Réunion du 25 novembre 2008 à 18h00
Commission des lois constitutionnelles, de la législation et de l’administration générale de la république

Charles Duchaine, vice-président du tribunal de grande instance de Marseille, magistrat instructeur à la juridiction interrégionale spécialisée de Marseille :

Rien ne changera, puisque l'article 131-21 du code pénal prévoit la situation où des biens d'origine licites sont mêlés à des biens d'origine illicites. La saisie pénale n'affecte en rien le patrimoine : au moment de la saisie, l'immeuble peut être loué, habité, voire vendu, du moment que les intérêts de l'État sont sauvegardés. Nul n'est tenu de rester dans l'indivision. Dès lors qu'un des propriétaires au moins est poursuivi et que sa part indivise est confisquée, l'État peut imposer la vente de l'immeuble, à condition de restituer aux autres propriétaires indivis la part qui leur revient. Cela ne soulève aucune difficulté.

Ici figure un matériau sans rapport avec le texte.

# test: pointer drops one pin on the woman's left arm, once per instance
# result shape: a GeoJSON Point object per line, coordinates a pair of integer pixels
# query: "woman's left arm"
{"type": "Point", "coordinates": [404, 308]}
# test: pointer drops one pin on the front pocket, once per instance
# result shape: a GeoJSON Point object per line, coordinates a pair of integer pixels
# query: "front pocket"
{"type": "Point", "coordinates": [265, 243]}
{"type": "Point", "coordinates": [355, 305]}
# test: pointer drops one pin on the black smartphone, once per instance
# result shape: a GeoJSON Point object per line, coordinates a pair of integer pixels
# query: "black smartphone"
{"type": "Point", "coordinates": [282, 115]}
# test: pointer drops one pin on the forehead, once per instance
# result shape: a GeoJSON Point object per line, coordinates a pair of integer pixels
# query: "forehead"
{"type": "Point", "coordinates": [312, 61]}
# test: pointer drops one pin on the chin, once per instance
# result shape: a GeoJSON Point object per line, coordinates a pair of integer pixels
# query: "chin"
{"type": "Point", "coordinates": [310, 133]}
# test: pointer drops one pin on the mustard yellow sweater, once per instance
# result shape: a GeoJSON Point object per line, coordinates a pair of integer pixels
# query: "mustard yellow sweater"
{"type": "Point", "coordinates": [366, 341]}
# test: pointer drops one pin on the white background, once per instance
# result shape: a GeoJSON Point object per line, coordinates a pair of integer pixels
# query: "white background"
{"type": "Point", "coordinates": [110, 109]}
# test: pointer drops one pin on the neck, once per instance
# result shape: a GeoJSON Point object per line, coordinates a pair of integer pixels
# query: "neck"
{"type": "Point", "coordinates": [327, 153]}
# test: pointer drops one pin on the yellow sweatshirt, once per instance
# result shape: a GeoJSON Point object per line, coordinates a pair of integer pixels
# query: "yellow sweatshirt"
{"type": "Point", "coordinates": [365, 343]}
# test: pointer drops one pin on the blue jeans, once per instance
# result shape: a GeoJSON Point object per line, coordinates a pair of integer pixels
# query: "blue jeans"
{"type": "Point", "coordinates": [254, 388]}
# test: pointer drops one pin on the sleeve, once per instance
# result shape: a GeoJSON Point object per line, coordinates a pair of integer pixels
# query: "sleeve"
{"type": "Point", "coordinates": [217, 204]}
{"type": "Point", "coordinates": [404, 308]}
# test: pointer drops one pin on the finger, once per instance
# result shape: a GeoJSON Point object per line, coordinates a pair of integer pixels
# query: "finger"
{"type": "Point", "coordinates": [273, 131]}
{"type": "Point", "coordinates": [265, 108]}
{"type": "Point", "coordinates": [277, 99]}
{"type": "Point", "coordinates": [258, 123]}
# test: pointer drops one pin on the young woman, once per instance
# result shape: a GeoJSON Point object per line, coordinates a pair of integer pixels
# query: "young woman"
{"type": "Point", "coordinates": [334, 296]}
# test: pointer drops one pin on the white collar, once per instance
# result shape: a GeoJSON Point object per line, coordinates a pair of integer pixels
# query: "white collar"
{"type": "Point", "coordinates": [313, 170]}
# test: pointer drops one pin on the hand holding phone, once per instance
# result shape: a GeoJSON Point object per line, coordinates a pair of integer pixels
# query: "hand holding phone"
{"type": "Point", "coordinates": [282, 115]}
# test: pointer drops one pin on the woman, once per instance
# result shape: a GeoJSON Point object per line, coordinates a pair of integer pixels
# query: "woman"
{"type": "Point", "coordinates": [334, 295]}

En revanche, monsieur le président, l'article 706-147 me pose problème. Nous sommes tous d'accord pour dire que, la saisie étant un préalable nécessaire à la confiscation, il doit y avoir parfaite adéquation entre leurs deux champs. Mais pourquoi parler de « saisie de patrimoine » ? L'article 131-21 détermine le domaine de la confiscation ; sur cette base sont prises les mesures de saisie. Je ne vois pas l'utilité de cet article – sauf en ce qu'il introduit une distinction entre les compétences des différents juges.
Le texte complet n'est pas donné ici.